If there´s no way of getting the collider vertex, the mesh vertex still works.
Is there scope to reduce the resolution so that it is one face? ins$$anonymous$$d of 9 (for just the top edge)? i.e. two triangles. It would probably be a good optimisation as having that many polys to define a straight line (what is essentially a quad) may be a bit unnecessary.
It would also make this and other problems trivial.
That was just an example. I know that in this specific case is a bit unnecessary to have that many polys, but in other cases where the geometry might be complex for whatever reason you can´t do that. And still, how to get the distance between those vertices? The collider apparently doesn´t have that info and if they aren´t the max distance you can´t get them checking the scale.
And a straight line isn´t necessarily composed by a single edge (see the lowest line). To make that kind of polygon, you need to break it down to a bunch of quads and triangles (am not entirely sure if that image is completely accurate, but it proves my point).

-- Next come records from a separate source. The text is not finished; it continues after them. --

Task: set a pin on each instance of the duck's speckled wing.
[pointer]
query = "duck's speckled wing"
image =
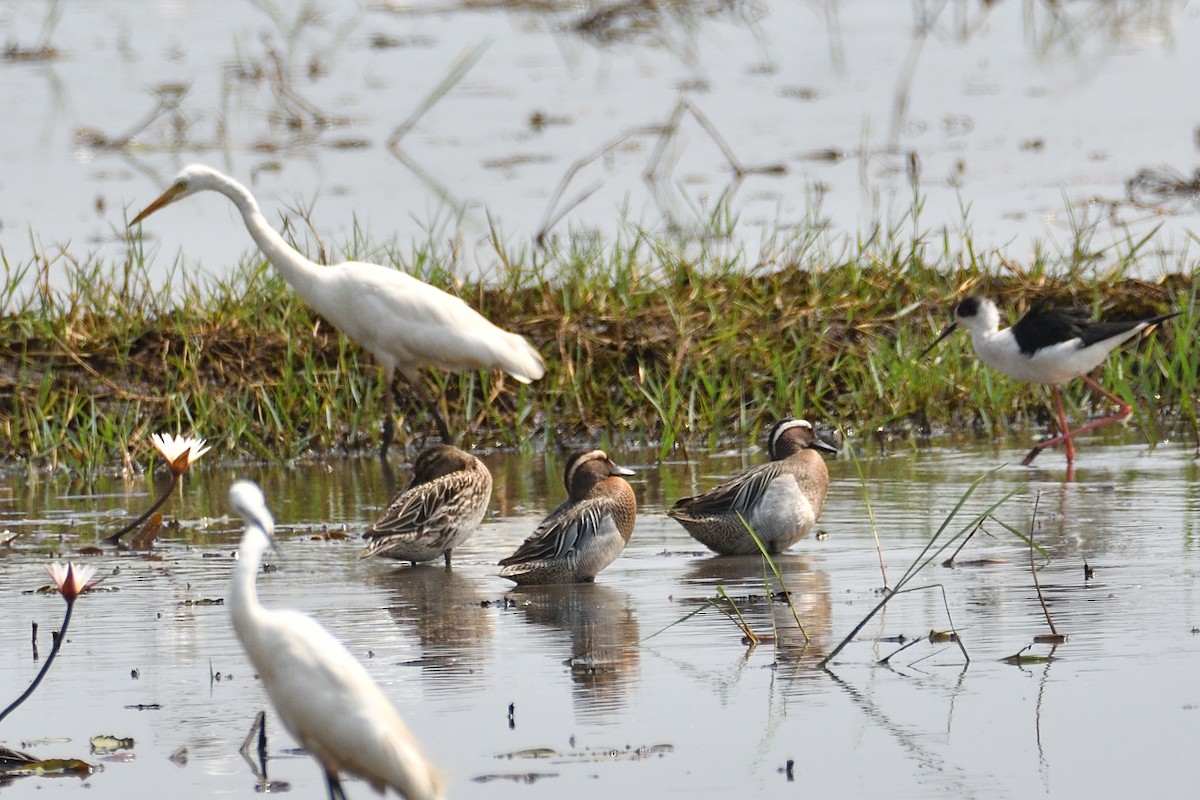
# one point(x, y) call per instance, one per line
point(735, 497)
point(564, 533)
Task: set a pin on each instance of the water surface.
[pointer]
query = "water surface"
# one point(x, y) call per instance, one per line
point(1014, 122)
point(619, 692)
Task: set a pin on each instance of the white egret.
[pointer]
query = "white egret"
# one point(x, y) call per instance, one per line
point(405, 323)
point(322, 693)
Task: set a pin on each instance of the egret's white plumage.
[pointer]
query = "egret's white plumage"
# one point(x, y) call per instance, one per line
point(322, 693)
point(1048, 346)
point(405, 323)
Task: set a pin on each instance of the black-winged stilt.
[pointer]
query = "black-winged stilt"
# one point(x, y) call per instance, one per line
point(1048, 346)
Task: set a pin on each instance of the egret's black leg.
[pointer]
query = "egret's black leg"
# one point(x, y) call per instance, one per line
point(335, 787)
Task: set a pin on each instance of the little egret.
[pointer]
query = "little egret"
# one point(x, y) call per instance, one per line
point(323, 695)
point(405, 323)
point(1048, 346)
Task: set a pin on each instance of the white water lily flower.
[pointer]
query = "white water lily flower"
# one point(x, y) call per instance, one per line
point(72, 581)
point(179, 451)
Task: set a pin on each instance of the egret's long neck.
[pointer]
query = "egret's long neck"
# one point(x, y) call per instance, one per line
point(244, 605)
point(295, 269)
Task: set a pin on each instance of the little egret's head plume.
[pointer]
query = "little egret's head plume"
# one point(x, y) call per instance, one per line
point(405, 323)
point(323, 695)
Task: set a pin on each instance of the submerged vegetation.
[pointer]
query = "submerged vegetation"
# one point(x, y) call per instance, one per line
point(648, 341)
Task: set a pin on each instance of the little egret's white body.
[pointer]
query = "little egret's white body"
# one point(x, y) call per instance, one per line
point(405, 323)
point(1049, 346)
point(322, 693)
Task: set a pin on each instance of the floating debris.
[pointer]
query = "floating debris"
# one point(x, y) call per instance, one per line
point(516, 777)
point(107, 744)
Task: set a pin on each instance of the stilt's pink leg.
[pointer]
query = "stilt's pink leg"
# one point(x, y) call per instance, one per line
point(1123, 410)
point(1065, 433)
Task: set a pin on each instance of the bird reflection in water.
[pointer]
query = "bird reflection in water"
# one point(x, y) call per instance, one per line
point(444, 609)
point(742, 576)
point(600, 620)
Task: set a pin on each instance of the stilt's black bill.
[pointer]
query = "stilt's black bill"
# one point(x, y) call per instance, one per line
point(949, 329)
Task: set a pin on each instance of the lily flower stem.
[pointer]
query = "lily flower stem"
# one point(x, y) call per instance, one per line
point(115, 539)
point(46, 667)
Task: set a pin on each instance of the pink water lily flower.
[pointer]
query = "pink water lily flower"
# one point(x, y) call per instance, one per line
point(72, 581)
point(179, 451)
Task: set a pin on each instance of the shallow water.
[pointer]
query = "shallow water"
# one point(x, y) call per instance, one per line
point(1017, 121)
point(613, 684)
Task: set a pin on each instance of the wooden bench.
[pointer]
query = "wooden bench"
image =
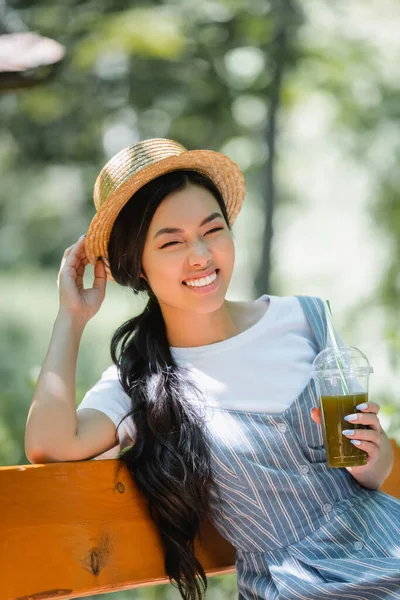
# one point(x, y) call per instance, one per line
point(70, 530)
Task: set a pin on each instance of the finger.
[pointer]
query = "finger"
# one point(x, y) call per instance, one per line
point(79, 276)
point(100, 276)
point(369, 407)
point(363, 435)
point(371, 449)
point(369, 419)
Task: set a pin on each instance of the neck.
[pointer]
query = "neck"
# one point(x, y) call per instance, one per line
point(187, 329)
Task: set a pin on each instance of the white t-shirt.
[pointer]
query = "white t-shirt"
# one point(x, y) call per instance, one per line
point(262, 369)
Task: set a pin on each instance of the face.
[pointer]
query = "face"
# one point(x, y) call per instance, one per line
point(189, 240)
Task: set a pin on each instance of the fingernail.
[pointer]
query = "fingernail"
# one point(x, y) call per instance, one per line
point(362, 406)
point(351, 418)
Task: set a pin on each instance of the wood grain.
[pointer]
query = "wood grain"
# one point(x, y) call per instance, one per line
point(69, 530)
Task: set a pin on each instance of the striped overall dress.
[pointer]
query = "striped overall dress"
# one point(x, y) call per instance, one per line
point(301, 531)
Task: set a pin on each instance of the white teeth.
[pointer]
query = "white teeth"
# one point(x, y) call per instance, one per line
point(203, 281)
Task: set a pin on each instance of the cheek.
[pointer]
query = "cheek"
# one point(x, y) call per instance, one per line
point(163, 269)
point(225, 252)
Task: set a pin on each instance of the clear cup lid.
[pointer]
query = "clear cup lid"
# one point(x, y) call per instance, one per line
point(341, 359)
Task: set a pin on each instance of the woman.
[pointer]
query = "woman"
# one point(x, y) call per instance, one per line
point(210, 401)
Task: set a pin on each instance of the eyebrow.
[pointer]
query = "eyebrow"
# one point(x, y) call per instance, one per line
point(177, 230)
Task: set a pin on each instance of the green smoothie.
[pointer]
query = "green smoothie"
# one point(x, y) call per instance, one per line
point(340, 451)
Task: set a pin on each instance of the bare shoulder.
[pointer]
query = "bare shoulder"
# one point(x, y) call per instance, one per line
point(247, 312)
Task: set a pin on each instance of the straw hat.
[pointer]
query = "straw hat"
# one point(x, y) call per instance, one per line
point(135, 166)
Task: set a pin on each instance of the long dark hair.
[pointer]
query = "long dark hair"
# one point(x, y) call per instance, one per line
point(170, 459)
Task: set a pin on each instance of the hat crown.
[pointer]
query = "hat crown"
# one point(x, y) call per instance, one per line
point(129, 161)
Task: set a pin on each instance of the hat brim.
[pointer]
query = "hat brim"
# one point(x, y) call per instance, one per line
point(224, 172)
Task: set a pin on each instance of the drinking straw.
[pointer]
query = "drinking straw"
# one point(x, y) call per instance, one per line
point(335, 344)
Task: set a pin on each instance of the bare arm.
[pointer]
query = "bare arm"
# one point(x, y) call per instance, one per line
point(53, 430)
point(52, 419)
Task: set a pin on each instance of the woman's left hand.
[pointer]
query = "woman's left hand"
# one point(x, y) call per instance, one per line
point(370, 439)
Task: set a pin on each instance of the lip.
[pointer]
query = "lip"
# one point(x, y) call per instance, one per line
point(206, 274)
point(208, 289)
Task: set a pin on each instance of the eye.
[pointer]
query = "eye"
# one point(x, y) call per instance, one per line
point(169, 244)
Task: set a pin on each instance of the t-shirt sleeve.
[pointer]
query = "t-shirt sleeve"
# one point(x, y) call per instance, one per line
point(108, 396)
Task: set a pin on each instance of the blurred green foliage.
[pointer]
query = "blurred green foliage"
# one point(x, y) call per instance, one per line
point(201, 73)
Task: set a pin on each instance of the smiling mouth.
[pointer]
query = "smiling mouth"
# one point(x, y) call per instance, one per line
point(184, 282)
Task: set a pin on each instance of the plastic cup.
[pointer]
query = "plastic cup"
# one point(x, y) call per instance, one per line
point(341, 375)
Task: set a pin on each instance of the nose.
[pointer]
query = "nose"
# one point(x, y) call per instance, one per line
point(199, 254)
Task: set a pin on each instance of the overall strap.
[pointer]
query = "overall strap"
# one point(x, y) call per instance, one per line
point(314, 310)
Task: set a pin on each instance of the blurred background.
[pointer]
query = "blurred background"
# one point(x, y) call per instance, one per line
point(303, 94)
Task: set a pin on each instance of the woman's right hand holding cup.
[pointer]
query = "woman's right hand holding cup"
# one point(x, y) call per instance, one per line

I thought to maybe decompose that polygon into separate pieces and then parenting them, but I don´t think that colliders would match it perfectly and I would end up spending more resources than necessary. In the previous case I would normally use a mesh collider; but if it´s separated I would need more of them, since box colliders don´t work with slopes (and I think that having several mesh colliders imitating the same figure than a single mesh collider is worst for performance, since you are increasing the amount of vertices of an already expensive collider, but am not entirely sure of this).